Regelmäßig keine Verfolgungsgefahr; keine extreme allgemeine Gefährdungslage in Sierra Leone.(Leitsatz der Redaktion)

 

Schlagwörter: Sierra Leone, Politische Entwicklung, Bürgerkrieg, Friedensabkommen, Waffenstillstand, UNAMSIL, Friedenstruppen, Entwaffnung, RUF, Amnestie, Situation bei Rückkehr, Abschiebungshindernis, Extreme Gefahrenlage, Versorgungslage, Medizinische Versorgung, UNHCR, Hilfsorganisationen, Flüchtlingslager, Berufungszulassungsantrag, Grundsätzliche Bedeutung
Normen: AsylVfG § 78 Abs. 3 Nr. 1; AuslG § 53 Abs. 6
Auszüge:

Für Staatsangehörige Sierra Leones besteht bei einer Rückkehr in ihr Heimatland regelmäßig nicht die Gefahr einer politischen Verfolgung oder eine Lage, in der ein Anspruch auf Feststellung von Abschiebungshindernissen bestünde. Dies gilt auch für solche Ausländer, die etwa Mitglieder der "Revolutionary United Front" (RUF) sind oder waren.

Bei dieser Beurteilung ist von der veränderten innen- und außenpolitischen Situation Sierra Leones auszugehen. Der Bürgerkrieg, der seit 1991 geherrscht hat und bei dem sich maßgeblich Truppen der Regierung und ihr nahe stehende Milizen (u.a. sog. Kamajores-Kämpfer und Civil Defense Forces <CDF>) einerseits sowie die RUF-Rebellen andererseits gegenüber standen, ist beendet. Der im Juli 1999 in Lome geschlossene Friedensvertrag wurde zwar von keiner der Parteien eingehalten.

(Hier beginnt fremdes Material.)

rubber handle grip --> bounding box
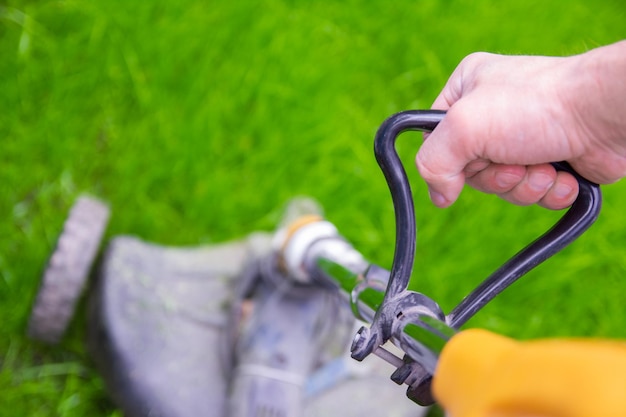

Demgegenüber wird der im November 2000 in Abuja vereinbarte Waffenstillstand trotz anfänglich noch vorgekommener Gefechte respektiert.

Die Prognose, dass der in Sierra Leone eingeleitete Friedensprozess erfolgreich sein wird, ist gerechtfertigt.

In Sierra Leone besteht auch nicht landesweit eine derart extreme allgemeine Gefahrenlage, die jeden sierra leonischen Staatsangehörigen bei einer Abschiebung gleichsam sehenden Auges dem sicheren Tod oder schwersten Verletzungen ausliefern würde.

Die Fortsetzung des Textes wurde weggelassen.